How can I recover my experiments' data?

The text was updated successfully, but these errors were encountered:

bmartinn · 2020-04-01T21:22:17Z

Hi @pedropalb,

The services' containers indeed have their data folders mapped to the host file system... This might have something to do with an issue during the Elasticsearch container initialization - can you please share the container's log? You can get the log using the following command:

$ docker logs trains-elastic

pedropalb · 2020-04-01T21:50:53Z

It seems to be a problem with the free disk space. But I believe that 23.2 GB (the current free space in my disk) would be enough. The used space in c:\opt\trains is only 250 MB. The available space for docker disk image is 16 GB (from which only 3.1 GB). It follows the logs file:

trains-elastic-logs.txt

bmartinn · 2020-04-01T22:24:39Z

Hi @pedropalb,

By default, the high watermark is 90% (see here), so the question is not how much free space you have on your disk, but what is the percentage of used space - try clearing up some space to see if it helps.

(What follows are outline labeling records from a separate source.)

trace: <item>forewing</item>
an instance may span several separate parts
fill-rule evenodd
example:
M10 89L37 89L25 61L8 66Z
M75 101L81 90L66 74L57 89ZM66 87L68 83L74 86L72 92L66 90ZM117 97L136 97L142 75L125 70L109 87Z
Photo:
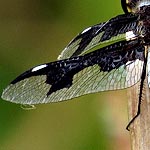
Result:
M2 98L38 104L124 89L140 80L143 59L144 47L138 41L115 43L84 56L34 67L12 81Z
M104 44L125 40L126 32L136 29L137 17L133 14L123 14L85 29L62 51L58 60L83 55L101 48Z

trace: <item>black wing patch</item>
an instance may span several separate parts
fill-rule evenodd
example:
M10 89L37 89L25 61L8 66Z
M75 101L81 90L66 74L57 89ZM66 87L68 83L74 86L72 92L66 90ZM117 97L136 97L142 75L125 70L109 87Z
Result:
M62 51L58 59L66 59L87 53L97 45L125 40L125 33L133 31L138 25L138 16L123 14L107 22L89 27L74 38ZM124 34L124 35L123 35ZM112 44L112 43L111 43Z
M84 56L34 67L12 81L2 98L38 104L124 89L140 80L143 60L144 46L138 40L117 42Z

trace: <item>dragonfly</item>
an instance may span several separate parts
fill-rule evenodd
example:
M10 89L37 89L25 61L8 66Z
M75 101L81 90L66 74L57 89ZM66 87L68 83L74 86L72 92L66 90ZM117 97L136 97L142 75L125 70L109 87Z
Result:
M150 74L150 0L121 0L124 14L88 27L54 62L32 67L3 91L4 100L18 104L61 102L85 94L125 89ZM150 76L148 76L150 87Z

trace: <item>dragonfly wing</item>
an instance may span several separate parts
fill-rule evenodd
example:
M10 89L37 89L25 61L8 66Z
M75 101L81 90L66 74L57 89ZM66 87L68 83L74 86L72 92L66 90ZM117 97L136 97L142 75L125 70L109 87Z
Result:
M38 104L124 89L140 80L143 60L144 46L137 40L118 42L84 56L34 67L12 81L2 98Z
M103 45L125 40L126 32L136 29L137 17L133 14L123 14L85 29L68 44L58 60L83 55Z

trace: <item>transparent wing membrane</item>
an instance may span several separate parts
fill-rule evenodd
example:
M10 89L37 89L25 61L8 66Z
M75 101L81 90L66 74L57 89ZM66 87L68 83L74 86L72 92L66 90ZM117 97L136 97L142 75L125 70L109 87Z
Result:
M124 89L140 80L143 58L144 47L138 41L118 42L84 56L34 67L12 81L2 98L39 104Z
M65 47L58 60L83 55L103 47L104 44L106 46L125 40L125 33L136 29L136 20L136 15L124 14L85 29Z

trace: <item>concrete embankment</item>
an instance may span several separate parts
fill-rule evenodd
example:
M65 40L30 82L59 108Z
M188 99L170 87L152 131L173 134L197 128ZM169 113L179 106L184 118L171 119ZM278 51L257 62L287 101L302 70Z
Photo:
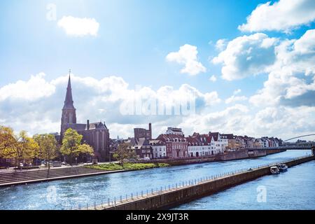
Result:
M130 170L104 171L83 167L0 173L0 187L107 174Z
M298 165L314 159L314 156L305 157L286 161L288 167ZM169 189L136 197L135 199L115 201L109 202L105 206L90 208L93 209L119 209L119 210L151 210L169 209L177 205L184 204L194 200L211 195L222 190L245 183L260 176L270 174L270 164L252 170L228 174L224 176L208 178L201 181L197 184L192 183L181 188Z

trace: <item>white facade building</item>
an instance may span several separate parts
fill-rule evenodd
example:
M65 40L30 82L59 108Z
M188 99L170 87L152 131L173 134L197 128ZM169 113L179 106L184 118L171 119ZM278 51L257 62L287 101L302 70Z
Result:
M150 140L153 159L163 158L167 156L166 146L160 140Z

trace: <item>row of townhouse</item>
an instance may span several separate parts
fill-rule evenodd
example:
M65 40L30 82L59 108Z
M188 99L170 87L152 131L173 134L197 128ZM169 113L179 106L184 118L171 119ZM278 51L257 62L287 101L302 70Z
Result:
M168 127L164 134L152 139L150 124L148 130L141 130L146 134L139 135L139 131L134 132L134 137L124 141L130 144L130 148L134 150L139 158L174 159L210 156L246 148L277 147L281 143L281 140L274 137L255 139L246 135L211 132L208 134L195 132L192 136L186 137L182 130L177 127ZM117 144L115 146L117 147Z
M253 148L279 147L282 145L282 141L274 137L261 137L255 139Z

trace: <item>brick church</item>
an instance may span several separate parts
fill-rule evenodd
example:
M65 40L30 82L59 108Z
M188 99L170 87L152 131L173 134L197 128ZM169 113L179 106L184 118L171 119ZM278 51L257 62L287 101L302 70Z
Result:
M62 139L67 129L75 130L83 136L83 143L88 144L93 147L94 159L97 159L99 162L107 161L109 158L109 130L105 122L90 123L90 120L88 120L86 124L78 124L76 122L76 110L72 98L71 83L69 75L66 99L62 108L60 138Z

Alternatively, you can also configure the elasticsearch container using a different watermark by setting the value to a different percentage or a hard-coded number of bytes - simply edit your docker compose file and add a new line under the services / elasticsearch / environment section:

services:
  ...
  elasticsearch:
    ...
    environment:
      ...
      cluster.routing.allocation.disk.watermark.high: "15gb"

In the following example, elasticsearch will hit the high watermark only when you have less than 15 gigabytes free on your disk.

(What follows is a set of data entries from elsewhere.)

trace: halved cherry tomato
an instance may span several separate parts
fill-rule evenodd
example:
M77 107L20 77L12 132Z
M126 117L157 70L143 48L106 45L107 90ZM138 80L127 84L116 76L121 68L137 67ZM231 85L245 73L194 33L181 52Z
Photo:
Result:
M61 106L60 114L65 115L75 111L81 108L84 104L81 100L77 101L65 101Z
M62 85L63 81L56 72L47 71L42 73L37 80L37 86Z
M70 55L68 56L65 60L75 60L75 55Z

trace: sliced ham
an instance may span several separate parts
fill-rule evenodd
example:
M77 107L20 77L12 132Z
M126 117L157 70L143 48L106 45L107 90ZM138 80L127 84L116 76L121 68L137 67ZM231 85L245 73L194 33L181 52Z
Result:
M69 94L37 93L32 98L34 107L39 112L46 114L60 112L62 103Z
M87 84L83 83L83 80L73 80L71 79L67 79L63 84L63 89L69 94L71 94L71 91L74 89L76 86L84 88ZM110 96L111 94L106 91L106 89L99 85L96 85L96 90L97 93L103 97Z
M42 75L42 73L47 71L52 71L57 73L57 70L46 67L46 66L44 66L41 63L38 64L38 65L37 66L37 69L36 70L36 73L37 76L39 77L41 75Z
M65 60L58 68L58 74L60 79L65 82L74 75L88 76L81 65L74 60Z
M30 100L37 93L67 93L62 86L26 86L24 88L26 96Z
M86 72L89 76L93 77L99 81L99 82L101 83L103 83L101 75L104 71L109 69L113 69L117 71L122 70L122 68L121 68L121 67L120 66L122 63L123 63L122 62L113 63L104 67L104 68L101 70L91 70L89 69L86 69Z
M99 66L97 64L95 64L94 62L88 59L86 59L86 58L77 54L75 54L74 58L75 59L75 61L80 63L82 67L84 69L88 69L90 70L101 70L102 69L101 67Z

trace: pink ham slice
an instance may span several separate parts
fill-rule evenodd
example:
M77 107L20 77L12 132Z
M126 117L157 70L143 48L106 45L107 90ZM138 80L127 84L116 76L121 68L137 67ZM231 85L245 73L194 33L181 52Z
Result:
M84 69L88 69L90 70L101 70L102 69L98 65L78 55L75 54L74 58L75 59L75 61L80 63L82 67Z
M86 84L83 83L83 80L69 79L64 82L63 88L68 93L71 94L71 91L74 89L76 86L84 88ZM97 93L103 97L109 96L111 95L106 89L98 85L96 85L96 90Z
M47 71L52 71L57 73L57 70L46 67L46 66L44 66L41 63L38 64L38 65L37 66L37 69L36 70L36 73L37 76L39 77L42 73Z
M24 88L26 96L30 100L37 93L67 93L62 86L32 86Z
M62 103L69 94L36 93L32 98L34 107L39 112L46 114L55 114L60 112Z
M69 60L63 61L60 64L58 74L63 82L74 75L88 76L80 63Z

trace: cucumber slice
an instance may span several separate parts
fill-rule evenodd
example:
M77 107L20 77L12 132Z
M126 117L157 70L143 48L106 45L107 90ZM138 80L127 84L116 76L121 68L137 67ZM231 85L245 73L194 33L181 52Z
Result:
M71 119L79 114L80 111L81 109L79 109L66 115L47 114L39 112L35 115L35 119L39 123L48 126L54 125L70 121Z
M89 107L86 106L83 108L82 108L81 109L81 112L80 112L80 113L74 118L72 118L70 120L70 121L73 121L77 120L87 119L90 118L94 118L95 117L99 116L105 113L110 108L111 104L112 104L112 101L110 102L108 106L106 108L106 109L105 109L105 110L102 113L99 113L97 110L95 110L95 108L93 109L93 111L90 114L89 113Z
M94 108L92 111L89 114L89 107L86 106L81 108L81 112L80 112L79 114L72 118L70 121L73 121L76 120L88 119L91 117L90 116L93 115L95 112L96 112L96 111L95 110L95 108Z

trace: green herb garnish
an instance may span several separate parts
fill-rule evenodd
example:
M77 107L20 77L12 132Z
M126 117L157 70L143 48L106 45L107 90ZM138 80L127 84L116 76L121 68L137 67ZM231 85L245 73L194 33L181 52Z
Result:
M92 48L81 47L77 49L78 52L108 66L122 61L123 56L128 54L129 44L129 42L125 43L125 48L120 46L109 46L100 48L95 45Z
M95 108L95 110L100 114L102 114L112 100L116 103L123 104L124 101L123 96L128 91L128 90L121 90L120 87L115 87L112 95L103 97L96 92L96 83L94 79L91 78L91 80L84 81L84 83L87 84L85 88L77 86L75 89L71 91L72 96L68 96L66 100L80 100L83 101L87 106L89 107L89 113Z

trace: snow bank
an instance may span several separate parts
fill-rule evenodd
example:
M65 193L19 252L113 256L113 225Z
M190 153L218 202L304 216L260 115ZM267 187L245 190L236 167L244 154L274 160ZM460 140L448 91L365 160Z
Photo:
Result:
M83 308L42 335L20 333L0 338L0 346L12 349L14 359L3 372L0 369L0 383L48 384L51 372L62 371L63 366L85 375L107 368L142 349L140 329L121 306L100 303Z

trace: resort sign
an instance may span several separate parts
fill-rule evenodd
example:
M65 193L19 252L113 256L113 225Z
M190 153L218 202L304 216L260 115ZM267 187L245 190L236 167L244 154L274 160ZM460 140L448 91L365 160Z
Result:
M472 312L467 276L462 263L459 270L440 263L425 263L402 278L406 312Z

Please let me know if that works for you :)

pedropalb · 2020-04-01T23:46:55Z

Oh I see! I managed to free some space and it seems to have fixed the elastic search issue. But still, all my data has gone after the docker-compose down and up.

Every time we restart the server we have to create a new user and credentials? Can't I recover my data anymore?

trains-elastic-logs.txt

bmartinn · 2020-04-02T04:57:23Z

Hi @pedropalb,

Every time we restart the server we have to create a new user and credentials? Can't I recover my data anymore?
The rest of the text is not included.